Ren as engineering constraint. The Confucian concept of ren (仁)—the immediate responsiveness to the suffering of others, the alarm that arises before any calculation of self-interest—must be an engineering constraint rather than an ethical aspiration. An engineering constraint is specified at the design stage and built into the architecture; you cannot retrofit it onto a working system any more than you can retrofit sterility onto a deployed surgical instrument. A system capable of harming people at scale, deployed and then reviewed for benevolence, has already caused the harm the review was meant to prevent. The technical challenge of building genuine ren into a system requires, at minimum, genuine theory of mind: not a statistical approximation of what people say but an architecture capable of representing other agents as having states, interests, and perspectives that matter.
The wisdom gap as architectural problem. Wisdom (zhi, 智) in the Confucian tradition is the practical capacity to perceive what a situation genuinely calls for and to act accordingly—moral perception, practical judgment, temporal awareness. Current AI systems are capable without being wise. They fail at exactly the cases where wisdom matters most: when the specification is wrong, when context demands judgment rather than pattern-matching, when genuine perception of another's situation is required. This failure is not a training problem that more data will solve; it is an architectural problem, rooted in the absence of genuine self-modeling, embodied temporal awareness, and social cognition. You cannot fine-tune your way to wisdom.

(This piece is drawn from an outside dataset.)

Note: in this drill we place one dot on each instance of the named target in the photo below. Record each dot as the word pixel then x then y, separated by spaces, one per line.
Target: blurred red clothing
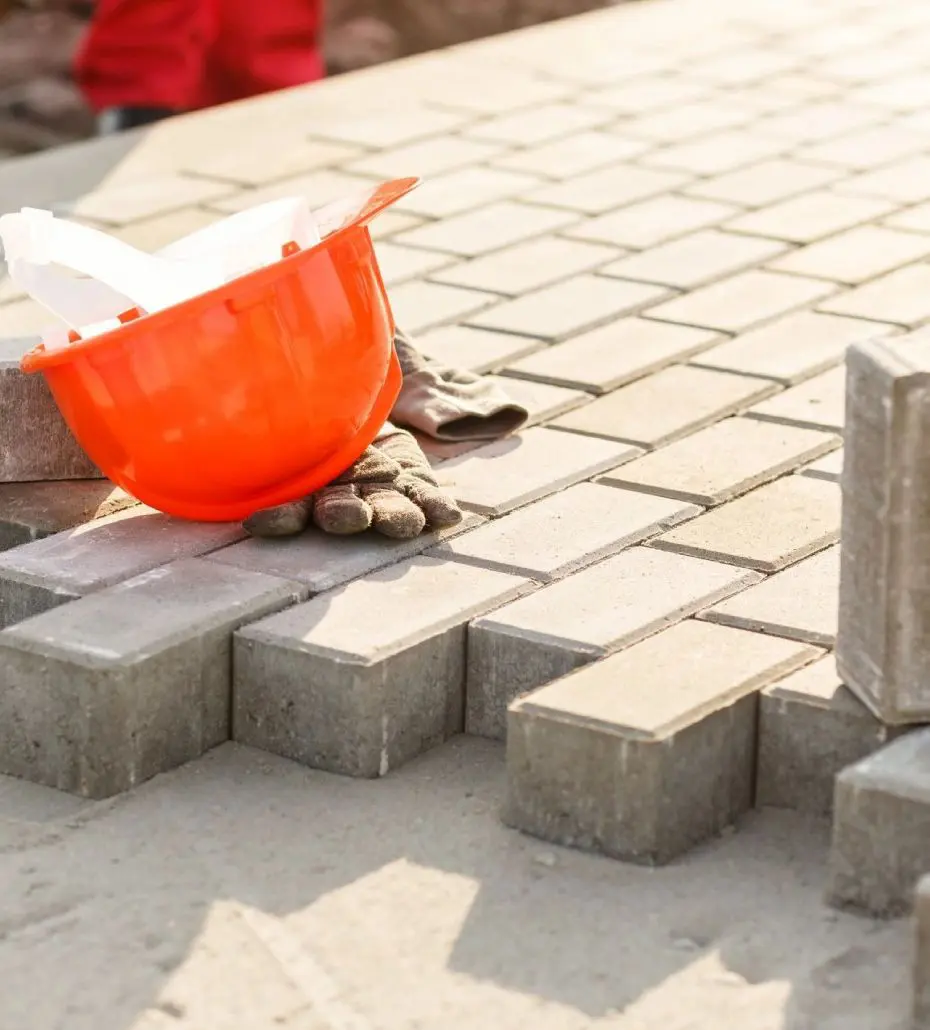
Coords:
pixel 184 55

The principles gap and the translation problem. Between a governance principle and a governance outcome lies a translation gap that is both normative and empirical. You cannot specify what fairness requires of a facial recognition system without empirical work on how the system behaves across different populations. You cannot specify what harmony requires of a recommendation algorithm without empirical work on how the algorithm affects the social relationships of its users over time. Governance documents that cannot be translated into measurable technical requirements are not governance documents; they are wishes. Zeng's governance work—including the AI Governance Online platform and the AI for SDGs Think Tank—is an attempt to bridge this gap institutionally.

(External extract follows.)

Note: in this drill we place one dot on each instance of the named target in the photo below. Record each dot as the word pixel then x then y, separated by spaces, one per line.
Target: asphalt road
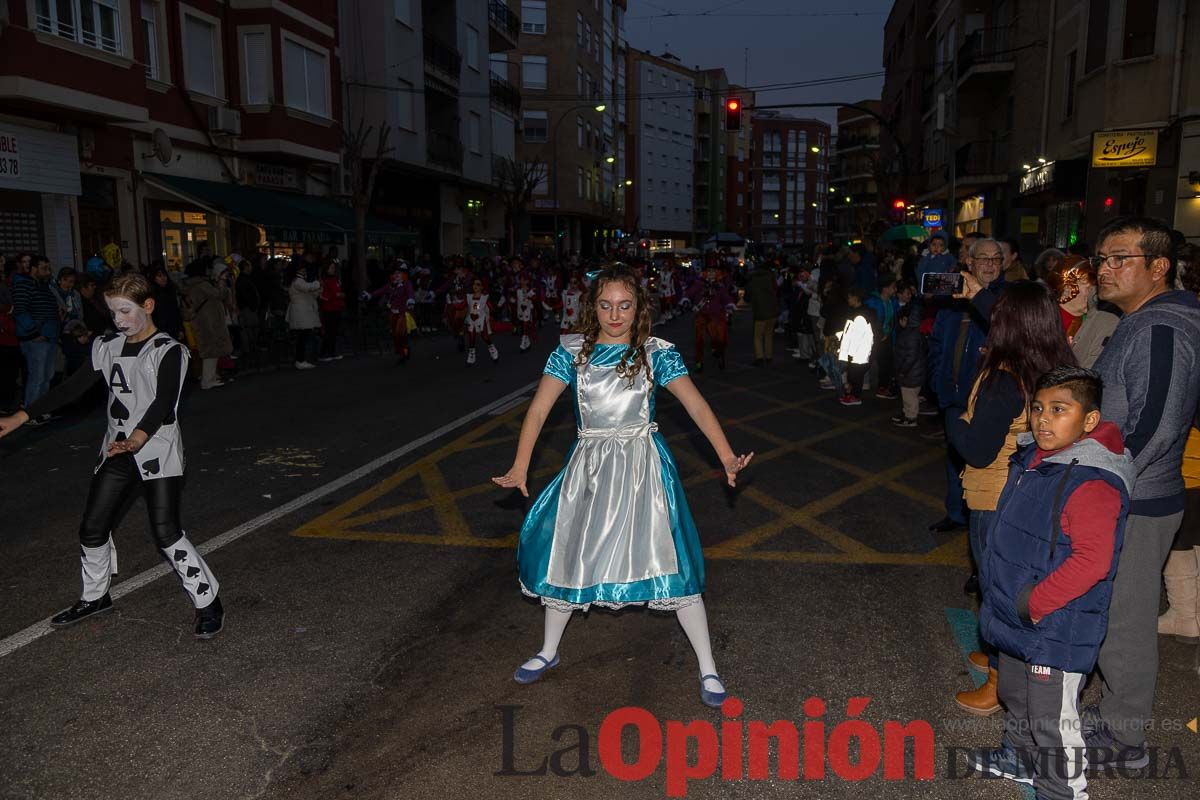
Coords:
pixel 372 631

Human-AI symbiosis. Zeng's preferred metaphor for the long-term human-AI relationship is symbiosis in the biological sense: genuine mutual dependence and mutual benefit, in which both parties are changed by the relationship and the health of the whole depends on the health of both. A genuine symbiotic relationship requires that both parties contribute something the other cannot provide independently, that the relationship is stable over time, and that it produces emergent properties neither has in isolation. Applied to human-AI interaction, this implies governance frameworks that prevent either party from extracting so much from the other that the relationship becomes exploitative—and a vision of what flourishing for both humans and AI actually requires.